30 Jahre 1989. Die letzten Toten der Mauer

Es ist ein langer, blutiger Weg von Ulbrichts Leugnung des Schießbefehls bis zu den letzten Toten der Mauer. Seit dem Bau der Mauer am 13. August 1961 herrschte nicht nur mehr entlang der „DDR“-Grenze, sondern auch an der Mauer in Berlin der bis zuletzt von der SED geleugnete, aber immer wieder umgesetzte Schießbefehl. Niemand anders als Erich Honecker höchstselbst erklärte 1974 vor dem „Nationalen Verteidigungsrat der DDR“, „bei Grenzdurchbruchversuchen“ müsse „von der Schußwaffe rücksichtslos Gebrauch gemacht werden“ und er forderte, „die Genossen, die die Schußwaffe erfolgreich angewandt haben, zu belobigen“ [1].

Der Schießbefehl gegen die eigene Bevölkerung war gleichsam eine „Todesstrafe ohne Prozeß“, wie Norbert Blüm 1987 erklärte. Da aber die Schüsse an der Mauer das SED-Regime immer wieder in negative Schlagzeilen brachten und es international zunehmend isolierte, glaubten in den 1980er Jahren einige Flüchtlinge dem Gerücht, bei Staatsbesuchen sei der Schießbefehl ausgesetzt. Das sollte auch Chris Gueffroy und seinem Freund Christian Gaudian in der Nacht vom 5. auf den 6. Februar 1989 zum Verhängnis werden.

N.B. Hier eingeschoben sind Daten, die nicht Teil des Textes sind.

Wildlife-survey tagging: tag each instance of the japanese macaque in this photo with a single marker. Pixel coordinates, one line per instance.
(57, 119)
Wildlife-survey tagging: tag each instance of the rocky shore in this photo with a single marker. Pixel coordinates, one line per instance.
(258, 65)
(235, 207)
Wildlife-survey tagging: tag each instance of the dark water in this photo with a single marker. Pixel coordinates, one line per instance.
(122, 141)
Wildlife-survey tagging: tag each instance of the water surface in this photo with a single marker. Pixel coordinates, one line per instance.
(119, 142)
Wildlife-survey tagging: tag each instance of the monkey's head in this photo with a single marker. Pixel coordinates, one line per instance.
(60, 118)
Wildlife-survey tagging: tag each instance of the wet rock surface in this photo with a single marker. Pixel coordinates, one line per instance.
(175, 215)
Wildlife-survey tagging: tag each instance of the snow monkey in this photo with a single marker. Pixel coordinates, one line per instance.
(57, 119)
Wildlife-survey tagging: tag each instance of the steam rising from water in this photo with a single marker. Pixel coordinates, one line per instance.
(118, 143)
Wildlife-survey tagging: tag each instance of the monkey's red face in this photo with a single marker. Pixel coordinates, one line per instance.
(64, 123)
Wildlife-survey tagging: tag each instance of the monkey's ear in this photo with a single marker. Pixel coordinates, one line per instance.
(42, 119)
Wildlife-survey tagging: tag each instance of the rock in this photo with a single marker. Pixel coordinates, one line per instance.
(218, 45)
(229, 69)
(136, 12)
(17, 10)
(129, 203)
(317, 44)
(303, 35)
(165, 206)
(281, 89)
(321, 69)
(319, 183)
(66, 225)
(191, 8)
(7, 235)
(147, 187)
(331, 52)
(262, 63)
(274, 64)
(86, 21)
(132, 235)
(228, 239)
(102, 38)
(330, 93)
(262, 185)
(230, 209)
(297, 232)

Nach bisherigem Kenntnisstand haben mindestens 140 Menschen an der Mauer oder durch die Mauer in Berlin ihr Leben verloren. Hans-Hermann Hertle und Maria Nooke gaben nach intensiver Forschungsarbeit 2009 ein biographisches Handbuch mit dem Namen „Die Todesopfer an der Berliner Mauer 1961 – 1989“ heraus, in dem sie bewusst von einer Mindestzahl der Opfer sprechen. Nach dem bisherigem Stand (9. August 2017) sind bei dem Versuch, die Mauer zu überwinden, 101 Menschen erschossen worden, tödlich verunglückt oder sie nahmen sich aus Verzweiflung das Leben. 31 Menschen aus Ost und West verloren ihr Leben, ohne dass sie die Absicht verfolgt hätten, über die Mauer zu gelangen. Entweder wurden sie von einer verirrten Kugel getroffen oder sie wurden Opfer einer tödlichen Fehleinschätzung eines Grenzers des SED-Regimes. Acht weitere Todesopfer waren Angehörige der Grenztruppen selbst.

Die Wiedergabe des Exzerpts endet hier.